DSADF: Thinking Fast and Slow for Decision Making
Zhihao Dou, Dongfei Cui, Jun Yan, Weida Wang, Benteng Chen, Haoming Wang, Zeke Xie, Shufei Zhang

TL;DR
This paper introduces DSADF, a dual-system framework combining fast RL-based decisions with slow, deep reasoning via vision language models, improving adaptability and decision quality in complex environments.
Contribution
The paper proposes a novel dual-system decision framework inspired by Kahneman's theory, integrating RL and VLMs for enhanced adaptive decision-making.
Findings
Significant improvement in decision accuracy in unseen tasks
Effective balance of fast and slow reasoning processes
Demonstrated success in video game environments
Abstract
Although Reinforcement Learning (RL) agents are effective in well-defined environments, they often struggle to generalize their learned policies to dynamic settings due to their reliance on trial-and-error interactions.

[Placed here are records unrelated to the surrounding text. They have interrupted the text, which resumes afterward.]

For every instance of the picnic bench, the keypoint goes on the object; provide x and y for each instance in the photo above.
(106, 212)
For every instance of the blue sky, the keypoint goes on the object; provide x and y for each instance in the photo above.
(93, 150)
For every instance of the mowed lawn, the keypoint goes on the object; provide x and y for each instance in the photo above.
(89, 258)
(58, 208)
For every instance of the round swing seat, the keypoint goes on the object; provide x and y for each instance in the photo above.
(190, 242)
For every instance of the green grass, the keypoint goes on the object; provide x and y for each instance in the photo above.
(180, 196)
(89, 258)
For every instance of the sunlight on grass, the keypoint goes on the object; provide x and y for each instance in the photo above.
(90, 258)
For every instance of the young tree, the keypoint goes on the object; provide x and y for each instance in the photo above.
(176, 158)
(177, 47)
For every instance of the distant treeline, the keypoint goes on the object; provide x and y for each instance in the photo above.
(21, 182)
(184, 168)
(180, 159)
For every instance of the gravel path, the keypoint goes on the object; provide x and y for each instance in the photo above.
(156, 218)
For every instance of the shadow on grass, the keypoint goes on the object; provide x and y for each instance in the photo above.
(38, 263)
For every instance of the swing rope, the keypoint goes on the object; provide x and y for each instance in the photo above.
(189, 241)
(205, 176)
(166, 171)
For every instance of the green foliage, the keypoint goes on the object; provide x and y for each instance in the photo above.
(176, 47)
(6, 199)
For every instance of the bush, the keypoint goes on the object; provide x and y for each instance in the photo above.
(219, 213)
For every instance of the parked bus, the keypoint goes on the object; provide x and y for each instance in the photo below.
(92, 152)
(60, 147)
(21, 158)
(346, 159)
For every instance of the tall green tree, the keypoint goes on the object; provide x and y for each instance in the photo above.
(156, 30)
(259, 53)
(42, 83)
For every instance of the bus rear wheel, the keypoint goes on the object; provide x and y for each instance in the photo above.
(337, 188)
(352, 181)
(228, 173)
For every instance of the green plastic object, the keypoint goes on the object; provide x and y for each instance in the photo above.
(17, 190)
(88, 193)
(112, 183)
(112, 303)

Recent work has explored applying Large Language Models (LLMs) or Vision Language Models (VLMs) to boost the generalization of RL agents through policy optimization guidance or prior knowledge. However, these approaches often lack seamless coordination between the RL agent and the foundation model, leading to unreasonable decision-making in unfamiliar environments and efficiency bottlenecks. Making full use of the inferential capabilities of foundation models and the rapid response capabilities of RL agents and enhancing the interaction between the two to form a dual system is still a lingering scientific question. To address this problem, we draw inspiration from…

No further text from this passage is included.